Let's try to shave some more time off of this. Assume we have non-overlapping rectangles by condition #1 above. Then there are n choices for h; we can try each of these n choices and then determine the area of the resulting selections by finding the minimum and maximum coordinates of points in the resulting halves. By trying all n selections for h, we can determine the "best case" vertical split. We need not try condition #2, since the only difference is in the ordering of the rectangles which is arbitrary. We must also try condition #3 with a horizontal split. This suggests an O(n^2) algorithm:
- For each point, choose h = point.y
- Separate the points into groups with point.y <= h and point.y > h.
- Find the minimum and maximum X and Y coordinates of both subsets of points.
- Compute the sum of the areas of the two rectangles.
- Remember the minimum area obtained from the above and the corresponding h.
- Repeat, but using w and X coordinates.
- Determine whether minimum area was obtained for a vertical or horizontal split
- Return the corresponding rectangles as the answer
Can we do even better? This is O(n^2) and not O(n) because for each choice of
w we need to then find the minimum and maximum coordinates of each subgroup. This assumes a linear scan through both subgroups. We don't actually need to do this for the min and max X/Y coordinates when scanning horizontally/vertically, since those will be known. What we need is a solution to this problem:
Given n points and a value h, find the maximum X coordinate of any point whose Y coordinate is no greater than h.
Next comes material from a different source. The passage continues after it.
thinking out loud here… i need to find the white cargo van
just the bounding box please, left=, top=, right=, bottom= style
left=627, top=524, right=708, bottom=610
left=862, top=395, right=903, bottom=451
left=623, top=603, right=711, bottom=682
The obvious solution I give above is O(n^2), but you might be able to find an O(n log n) solution by clever application of sorting or maybe even an O(n) solution by some even more clever method. I will not attempt this.
Our solution is O(n^2); the theoretically optimal solution is Omega(n) since you must at least look at all the points. So we're pretty close but there is room for improvement.